Inschriftenkatalog: Stadt Worms

Katalogartikel in chronologischer Reihenfolge.

DI 29: Worms (1991)

Nr. 2 Stadtmuseum, von Friedhof(?) westlich der Mainzer Straße 5.-6. Jh.

Beschreibung

Grabstein angeblich eines Finolfus(?). 1937 bei einer Pfrimmbachregulierung gefunden. Fragmentarische hochrechteckige Platte aus rot-weißem Sandstein mit zweizeiliger, durch Linien abgetrennter Inschrift (A); darunter Christogramm in Kreis, flankiert von Buchstabenresten (B), rechts davon netzartige Schraffur. Oben, rechts und unten abgebrochen, zweite Zeile beidseitig beschädigt.

Maße: H.(erh.) 38, B.(erh.) 51,5, Bu. 2,5-3 cm.

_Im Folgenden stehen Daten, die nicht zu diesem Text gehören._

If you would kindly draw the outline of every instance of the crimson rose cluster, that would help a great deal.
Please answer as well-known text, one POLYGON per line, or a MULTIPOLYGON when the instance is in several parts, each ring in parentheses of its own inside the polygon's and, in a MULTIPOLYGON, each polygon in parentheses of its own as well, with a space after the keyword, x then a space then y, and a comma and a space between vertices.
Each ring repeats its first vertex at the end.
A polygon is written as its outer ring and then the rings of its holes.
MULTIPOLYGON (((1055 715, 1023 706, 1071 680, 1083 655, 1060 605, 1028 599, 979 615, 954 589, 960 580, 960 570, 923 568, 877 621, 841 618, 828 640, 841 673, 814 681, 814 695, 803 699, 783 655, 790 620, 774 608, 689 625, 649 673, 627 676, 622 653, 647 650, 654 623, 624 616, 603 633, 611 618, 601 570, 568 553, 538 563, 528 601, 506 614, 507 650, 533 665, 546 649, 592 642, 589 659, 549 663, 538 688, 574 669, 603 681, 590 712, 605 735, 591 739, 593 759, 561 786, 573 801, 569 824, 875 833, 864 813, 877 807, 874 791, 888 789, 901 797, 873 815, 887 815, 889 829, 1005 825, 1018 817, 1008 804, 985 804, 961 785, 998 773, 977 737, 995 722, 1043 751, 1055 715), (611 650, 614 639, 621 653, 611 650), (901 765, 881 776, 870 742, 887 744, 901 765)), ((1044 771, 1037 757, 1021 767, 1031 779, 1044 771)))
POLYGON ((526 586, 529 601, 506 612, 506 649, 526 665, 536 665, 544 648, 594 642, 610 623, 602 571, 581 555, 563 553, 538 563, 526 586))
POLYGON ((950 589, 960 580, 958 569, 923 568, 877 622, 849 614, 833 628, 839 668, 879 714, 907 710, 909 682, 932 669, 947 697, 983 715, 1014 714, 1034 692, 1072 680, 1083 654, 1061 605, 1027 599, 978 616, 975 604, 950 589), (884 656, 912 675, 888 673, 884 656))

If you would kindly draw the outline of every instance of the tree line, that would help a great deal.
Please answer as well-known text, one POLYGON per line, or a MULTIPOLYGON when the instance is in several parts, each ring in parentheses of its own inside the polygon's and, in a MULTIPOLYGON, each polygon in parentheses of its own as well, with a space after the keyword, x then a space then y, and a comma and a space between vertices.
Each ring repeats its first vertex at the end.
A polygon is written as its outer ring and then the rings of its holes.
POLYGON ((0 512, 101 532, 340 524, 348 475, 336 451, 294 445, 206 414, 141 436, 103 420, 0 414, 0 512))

Schriftart(en): Frühchristliche Schrift.

  1. A

    [.] HIC QVIESCIT IN PACE / [...G]ASa) NOMENE FL[.]OL[I]V[.]b)

  2. B

    [T.]T // PRc)

Übersetzung:

Hier ruht in Frieden [...] mit Namen Fl[...](?).

Kommentar

Der Grabstein angeblich des Finolfus wurde als einziger frühchristlicher Stein 1937 im nördlichen Worms westlich der Hauptstraße nach Mainz gefunden. Alle Wormser Grabsteine aus der nördlichen Vorstadt gehören einer frühen Phase an, nämlich dem 5.1) oder 5.-6. Jahrhundert2); diesem Ansatz entsprechen knappes Formular, Namenformen, Ornamentik und Schriftniveau,3) wobei Eingrenzungen nicht zu knapp vorgenommen werden sollten.

Der vorliegende Stein unterscheidet sich zwar von den anderen in der Mischung der Sonderformen durch V, nach links gekipptem M und teils linearen, sehr regelmäßigen Buchstaben, muß jedoch trotzdem in ihre zeitliche Nähe gerückt werden, da er in der Verwendung des „Zwei-Strich-Q“, hier nach unten auslaufend, und weitgehend im Typ mit ihnen übereinstimmt. Die Formel „hic quiescit“ mit ihren Varianten kommt sowohl am Mittelrhein als auch früher in Trier proportional besonders häufig vor.4)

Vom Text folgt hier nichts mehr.